L’évaluation a recommandé plusieurs changements immédiats, notamment une formation au leadership, une amélioration des communications internes et l’établissement d’un comité pour un milieu de travail respectueux avec une représentation de tous les niveaux de l’organisation. Elle a également appelé à des évaluations de suivi régulières pour mesurer les progrès.
Le cabinet du ministre de la Sécurité publique Marco Mendicino a refusé de commenter spécifiquement l’évaluation du milieu de travail mais a déclaré qu'”une surveillance civile efficace des forces de l’ordre est une pierre angulaire de la confiance du public dans la police.” Le porte-parole du ministre a ajouté qu’ils s’attendent à ce que toutes les agences fédérales maintiennent des lieux de travail exempts de harcèlement et de toxicité.
Cette révélation survient à un moment difficile pour la CCETP, qui a été critiquée pour les longs délais dans le traitement des plaintes du public contre la GRC et les pouvoirs limités pour faire appliquer ses recommandations. Une enquête de Canada News l’année dernière a révélé que la GRC a rejeté ou seulement partiellement mis en œuvre près de 40% des recommandations de la commission au cours des cinq dernières années.
Les critiques de l’opposition se sont emparés de l’évaluation du milieu de travail comme preuve supplémentaire de la nécessité d’une réforme. “Comment les Canadiens peuvent-ils faire confiance à un organe de surveillance qui ne peut même pas maintenir un lieu de travail fonctionnel?” a demandé la critique conservatrice de la sécurité publique Raquel Dancho. “Ce gouvernement doit soit réparer la CCETP, soit la remplacer par quelque chose qui fonctionne.”
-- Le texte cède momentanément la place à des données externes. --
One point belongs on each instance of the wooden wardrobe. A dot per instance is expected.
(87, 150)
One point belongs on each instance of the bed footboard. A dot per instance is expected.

Les représentants syndicaux des employés de la commission ont appelé à une action immédiate sur les recommandations de l’évaluation, avertissant que l’inaction continue risque de détériorer davantage le milieu de travail et la capacité de la commission à remplir son mandat. “Il ne s’agit pas seulement de la satisfaction des employés—il s’agit de l’intégrité de la surveillance policière au Canada,” a déclaré le représentant syndical Jean-Michel Boudreau.
Alors que l’examen public des pratiques policières s’intensifie à travers le Canada, l’efficacité des mécanismes de surveillance devient de plus en plus cruciale. La question qui se pose maintenant à la CCETP et au gouvernement est de savoir si une réforme significative peut se produire assez rapidement pour restaurer à la fois la santé du milieu de travail interne et la confiance du public dans le rôle vital de surveillance de la commission.
Le système canadien de surveillance civile de la police sera-t-il capable de se réformer, ou faudra-t-il une intervention externe pour s’assurer que ceux qui surveillent les surveillants fonctionnent eux-mêmes efficacement?